In Stergiou v Apache Canada Ltd., the complainant settled her complaint with the company, received settlement funds, and signed a release. She later filed a human rights complaint based on rumours she heard about herself and a former co-worker. The complainant was given an opportunity to seek independent legal advice and new the that the release was important. She testified that she read the release and signed it, but at the time did not really understand it.
The AHRC found the release valid and enforceable:
[21] On the facts presented by Ms. Stergiou, she was meeting her monthly financial obligations; there is no basis for setting aside the Release for any reasons of dire financial circumstances. Ms. Stergiou was unwilling to pay a $150 fee for advice about whether the $14,000 payment offered her was appropriate in the circumstances. She testified she was unwilling to meet with or pursue legal advice if there was a fee to be charged. In the circumstances, I do not accept that Ms. Stergiou did not have the opportunity to obtain independent legal advice.

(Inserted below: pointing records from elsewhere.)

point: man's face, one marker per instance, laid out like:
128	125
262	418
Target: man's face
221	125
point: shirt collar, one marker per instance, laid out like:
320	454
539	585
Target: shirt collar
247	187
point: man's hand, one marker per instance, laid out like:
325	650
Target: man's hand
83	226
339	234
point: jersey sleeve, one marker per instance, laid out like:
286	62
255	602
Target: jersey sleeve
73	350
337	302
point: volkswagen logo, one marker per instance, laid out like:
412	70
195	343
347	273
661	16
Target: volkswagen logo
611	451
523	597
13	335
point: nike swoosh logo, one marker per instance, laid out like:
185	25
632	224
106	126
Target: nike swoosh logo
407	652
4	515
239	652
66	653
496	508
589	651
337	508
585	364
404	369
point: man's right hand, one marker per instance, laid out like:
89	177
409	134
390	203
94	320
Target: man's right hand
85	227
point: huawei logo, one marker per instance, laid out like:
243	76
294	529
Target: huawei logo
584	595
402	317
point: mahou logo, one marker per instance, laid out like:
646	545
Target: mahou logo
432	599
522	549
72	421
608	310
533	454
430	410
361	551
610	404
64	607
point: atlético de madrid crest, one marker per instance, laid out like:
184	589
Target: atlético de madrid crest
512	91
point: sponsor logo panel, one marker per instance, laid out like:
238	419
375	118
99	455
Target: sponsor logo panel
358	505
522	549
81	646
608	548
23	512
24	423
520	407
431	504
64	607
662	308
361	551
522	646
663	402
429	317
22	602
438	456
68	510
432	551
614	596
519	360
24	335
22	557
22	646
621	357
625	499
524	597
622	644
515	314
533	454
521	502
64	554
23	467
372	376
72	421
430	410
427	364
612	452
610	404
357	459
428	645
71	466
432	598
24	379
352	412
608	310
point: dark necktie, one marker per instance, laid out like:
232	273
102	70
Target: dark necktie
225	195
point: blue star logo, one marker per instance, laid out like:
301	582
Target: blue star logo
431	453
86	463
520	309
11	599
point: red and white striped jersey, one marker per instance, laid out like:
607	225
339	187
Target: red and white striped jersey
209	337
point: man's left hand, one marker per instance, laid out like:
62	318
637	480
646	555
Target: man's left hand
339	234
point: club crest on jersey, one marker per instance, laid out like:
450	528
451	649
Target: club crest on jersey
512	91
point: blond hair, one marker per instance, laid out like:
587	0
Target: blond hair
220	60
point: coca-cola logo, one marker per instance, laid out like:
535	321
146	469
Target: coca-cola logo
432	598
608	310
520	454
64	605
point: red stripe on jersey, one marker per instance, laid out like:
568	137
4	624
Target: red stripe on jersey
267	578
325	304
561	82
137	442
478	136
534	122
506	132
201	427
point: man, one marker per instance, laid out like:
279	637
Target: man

She had three pages setting out the names of lawyers from which she could have chosen one. Especially in the face of a $14,000 payment, a fee of $150 is not a reasonable basis upon which Ms. Stergiou can now say she was not given an opportunity to obtain independent legal advice. I reject this argument.
[22] Ms. Stergiou was given seven days to review and return the signed Release. Even where there is a holiday weekend, a week is typically sufficient time to review a Release and obtain independent legal advice. Where, as here, the complainant returned the signed Release five days prior to the deadline, it is not open to now say she did not have enough time to consider her options. There has been no evidence presented of any undue pressure applied by Apache to Ms. Stergiou. The timeline allowed for signing the Release seriously undermines this argument.

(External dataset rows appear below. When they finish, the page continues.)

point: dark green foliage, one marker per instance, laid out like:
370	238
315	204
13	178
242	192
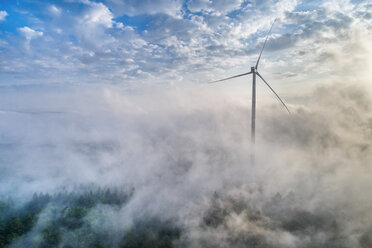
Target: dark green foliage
51	235
73	216
15	222
152	233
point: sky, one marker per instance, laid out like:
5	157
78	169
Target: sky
181	42
114	93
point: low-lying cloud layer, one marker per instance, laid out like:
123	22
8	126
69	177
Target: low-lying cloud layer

[23] Based on Ms. Dexter and Ms. Stergiou’s testimony, I accept that she was upset by her termination of employment, but there is no evidence that she was upset to the point of being unable to competently make decisions. She was able to attend interviews and apply for positions. The upset does not approach mental incapacity. I find it is accurately characterized as stress and unhappiness, which do not ground invalidity.
[24] There was no evidence of duress, or unreasonable requests made of Ms. Stergiou by Apache. Ms. Dexter appropriately stopped Ms. Stergiou from signing the Release during the termination meeting and recommended she take time to review the documents.